A l’origine, la décision française de revenir dans la structure militaire intégrée de l’OTAN devait être compatible, voire être la condition d’une nouvelle impulsion donnée à la défense européenne. Tel était en tout cas le raisonnement du gouvernement de Nicolas Sarkozy. Il n’était d’ailleurs pas absurde de penser que si nos alliés étaient rassurés sur notre politique à l’égard de l’OTAN, ils nous soupçonneraient moins d’arrière-pensées anti-américaines et donc nous suivraient plus dans notre revendication d’une Europe de la défense puissante et efficace. Toutefois, la pratique fut différente. La France mit toute son énergie – diplomatique, militaire, opérationnelle – dans la négociation avec l’OTAN (elle obtint d’ailleurs un grand commandement) et oublia finalement de relancer la défense européenne. Elle en vint même parfois à penser que ce dossier, complexe, irritant parfois, n’était pas forcément prioritaire et qu’un approfondissement de la coopération militaire bilatérale franco-britannique, symbolisée par les accords de Hampton Court, pourrait tenir lieu de défense européenne. Couplé à la crise économique, aux déficits des finances publiques, cette atonie française fut sans aucun doute l’un des facteurs de pause, voire de reflux de la défense européenne. Sitôt élu en 2012, le gouvernement de François Hollande a souhaité relancer la PSDC, comme en témoigne le Livre blanc adopté en 2013. Mais cette relance n’en est pas pour autant devenue effective : le volontarisme d’un seul pays, fût-il un grand pays militaire comme la France ne suffit pas.
L’Europe stratégique est-elle un objectif commun aux membres de l’Union européenne ?

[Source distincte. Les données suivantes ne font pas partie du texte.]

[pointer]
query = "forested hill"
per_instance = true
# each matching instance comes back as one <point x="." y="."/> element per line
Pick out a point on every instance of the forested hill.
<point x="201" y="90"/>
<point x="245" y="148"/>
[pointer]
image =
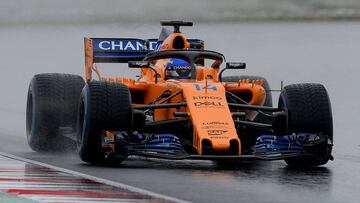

Il y a au moins un pays qui ne souhaite pas, officiellement, que l’Union européenne devienne un acteur stratégique autonome : c’est le Royaume Uni. Ils le disent, le répètent, il faut donc le prendre en compte. Londres est preneur d’une Europe militaire forte qui agit dans le cadre de l’OTAN, pas d’une Europe dont l’ambition serait d’avoir une influence politique propre sur les crises régionales et internationales. Les autres pays européens sont plus ambivalents. Certains partagent cette priorité donnée à l’OTAN comme organisation de défense et de sécurité : les pays Baltes, la Suède, la République tchèque. L’immense majorité toutefois, la Pologne, l’Espagne, l’Italie, l’Allemagne, la France, la Belgique, considèrent que l’on peut conjuguer cette fidélité atlantique avec un projet plus ou moins fort en matière de défense européenne. Même les Etats-Unis ont perdu leur hostilité à l’égard de ce projet : ce sont eux aujourd’hui qui poussent les Européens à s’organiser davantage pour gérer les crises à leur périphérie, en Afrique notamment, et partout où ils ne veulent plus être les gendarmes du monde ! C’est cette évolution américaine, beaucoup plus que les différences d’objectifs politiques entre Européens, qui sera je crois déterminante : plus de crises, moins d’Amérique = par définition plus d’Europe.